Оказывается, что помимо Древнего Рима есть не абстрактная, а настоящая Греция, пока только в виде Великой Греции на юге Италии. Но европейские архитекторы проникают все дальше, в настоящую Грецию, в Афины, Ионию. Оказывается, Грецию еще нужно открывать, а кроме того, есть еще римские по стилю Пальмира и Гераса, там же, в горах и пустынях Ближнего Востока. Выясняется, что мир Античности открыт не полностью, более того, есть области, которые обещают не только новое знание, но и новые перспективы: за Римом встает Греция, перспектива открывается вглубь истории, к истокам, а истоки оказываются во многом ярче среднего течения воображаемой реки Античности.
В самом конце XVIII столетия поход армии Наполеона в Египет открывает новое поле, Египет фараонов – то есть фрагмент истории, которая была до Греции. Глубина уходящей в прошлое перспективы увеличивается. К уже обретенным в этом столетии экзотическим декоративным стилям, китайскому, турецкому, наконец, неоготическому, образующим куст своеобразной игровой архитектуры украшения дворцовых и усадебных парков, прибавляются стили, как будто висящие на генеалогическом древе европейской неоклассической архитектуры: у корня будет египетский стиль, чуть выше архаическая и классическая греческая архитектура, еще выше – республиканский и императорский Рим. О каких-то ветвях в промежутках, например об эллинизме и Византии, европейская архитектура еще пока не знает.

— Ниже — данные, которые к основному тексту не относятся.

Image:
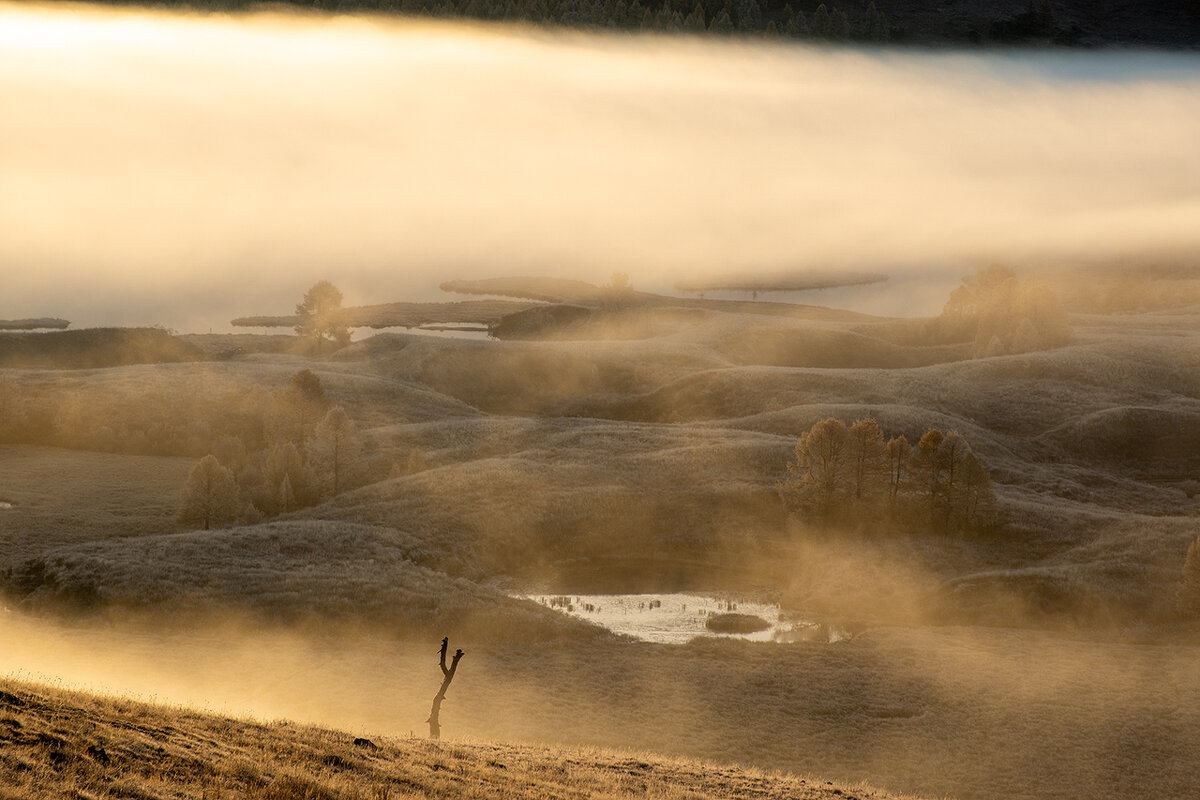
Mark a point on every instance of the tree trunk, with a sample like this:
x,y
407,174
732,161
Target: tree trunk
x,y
448,675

На двадцать или тридцать лет вперед определяется поле борьбы между двумя направлениями, двумя выборами: можно ориентироваться или на Рим, или на Грецию. Смешение того и другого как будто недопустимо. Все остальные стили дополнительны. В период торжества Наполеона возникает римский в основе стиль Empire (ампир), круг истории как будто замыкается, но тут же размыкается под Ватерлоо, тогда как стиль этот продолжает жить в германских и итальянских государствах и в победивших империях, Австрийской и Российской. В период реставрации Бурбонов неоклассическая архитектура господствует и во Франции, но именно здесь видна уже в 1820-е годы какая-то не совсем объяснимая, но заметная сухость: как будто здания обрели свойства энтомологической коллекции, в которой присутствует красота природных созданий, но хитин лишает эту красоту части привлекательности.
Не всегда понятна природа усталости стиля. Он устал от повторений? Но кто устал: публика, заказчики, творцы? Или даже не повторения смущают всех, не кажущаяся исхоженность путей, а новые пути, новые искушения? Разве к 1820-м или 1830-м годам вся римская и греческая архитектура была открыта? Разве нельзя было создать новые убедительные версии периптеров, храмов в антах, триумфальных арок, театров в античном вкусе? Конечно, можно.
И мы видим в России архитектора Карла Росси, архитектурный, неоклассический энтузиазм которого в начале 1830-х годов совсем не исчерпан, и то же самое видим в Британии (Кокерелл) и в Баварии (Кленце).